Blackstock n’efface pas, n’utilise pas de gomme, mais colle et rajoute du
papier vierge pour continuer son travail ou pour le corriger. Les lignes de
raccord de feuilles sont visibles et se marient à une typographie joliment
vintage, créant l’aspect d’un artisanat d’un autre temps.
Gregory Blackstock, The Ravens, 2009, Mine de plomb, marqueur, pastel gras, et crayon couleur, 135 x 46 cm, Photo: Olivier Laffely, © Collection de l’Art Brut, Lausanne. |
Le souci d’un rendu méthodique et rationnel s’associe à un côté farfelu,
brouillant les frontières entre science et poésie.
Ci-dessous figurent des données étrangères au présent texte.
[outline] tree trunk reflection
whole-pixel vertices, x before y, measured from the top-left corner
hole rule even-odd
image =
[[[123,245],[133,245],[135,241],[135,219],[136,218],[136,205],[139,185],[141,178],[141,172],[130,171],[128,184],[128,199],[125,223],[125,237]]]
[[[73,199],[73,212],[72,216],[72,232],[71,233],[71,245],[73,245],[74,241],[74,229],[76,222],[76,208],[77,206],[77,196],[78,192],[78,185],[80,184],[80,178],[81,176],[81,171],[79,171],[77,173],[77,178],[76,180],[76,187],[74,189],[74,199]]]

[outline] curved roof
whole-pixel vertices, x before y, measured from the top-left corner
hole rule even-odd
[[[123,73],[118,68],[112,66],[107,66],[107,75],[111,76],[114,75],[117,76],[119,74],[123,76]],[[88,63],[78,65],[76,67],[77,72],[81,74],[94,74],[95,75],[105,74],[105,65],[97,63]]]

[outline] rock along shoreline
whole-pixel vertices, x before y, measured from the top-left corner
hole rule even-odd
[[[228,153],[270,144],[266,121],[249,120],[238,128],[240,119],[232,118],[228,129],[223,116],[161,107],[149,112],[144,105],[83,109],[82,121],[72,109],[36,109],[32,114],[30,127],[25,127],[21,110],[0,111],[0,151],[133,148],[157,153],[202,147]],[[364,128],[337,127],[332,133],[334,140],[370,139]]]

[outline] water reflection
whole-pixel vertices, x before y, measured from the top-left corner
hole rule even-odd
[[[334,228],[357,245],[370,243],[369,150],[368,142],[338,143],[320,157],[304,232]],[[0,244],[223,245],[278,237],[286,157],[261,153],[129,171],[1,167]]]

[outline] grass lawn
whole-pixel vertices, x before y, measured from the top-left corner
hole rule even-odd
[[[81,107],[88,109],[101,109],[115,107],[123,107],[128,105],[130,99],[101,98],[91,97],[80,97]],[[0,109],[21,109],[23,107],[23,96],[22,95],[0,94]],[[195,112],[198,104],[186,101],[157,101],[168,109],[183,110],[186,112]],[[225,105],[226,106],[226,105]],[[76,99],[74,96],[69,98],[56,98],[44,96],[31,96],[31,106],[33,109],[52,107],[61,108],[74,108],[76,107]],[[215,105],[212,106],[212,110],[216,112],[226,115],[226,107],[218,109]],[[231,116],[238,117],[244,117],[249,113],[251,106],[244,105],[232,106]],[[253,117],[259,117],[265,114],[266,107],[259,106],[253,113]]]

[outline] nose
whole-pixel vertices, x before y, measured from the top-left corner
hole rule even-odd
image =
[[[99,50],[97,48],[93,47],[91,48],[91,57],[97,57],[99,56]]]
Blackstock possède
l’application d’un scientifique – recherchant les caractéristiques précises
d’un sujet d’étude, désirant présenter des listes exhaustives et véridiques –
combiné à la fantaisie d’un artiste ; en somme, une sorte de savant un peu
fou, comme sorti d’un siècle passé. Les thématiques sont aussi sérieuses – tels
les bombardiers de la Seconde Guerre Mondiale – que saugrenues, comme par
exemple les motifs de décoration d’œufs ou les objets qui font du bruit. Les
légendes ne sont pas non plus toujours orthodoxes : l’artiste y glisse
parfois des éléments autobiographiques ou des remarques personnelles, comme
dans la planche des plantes douloureuses.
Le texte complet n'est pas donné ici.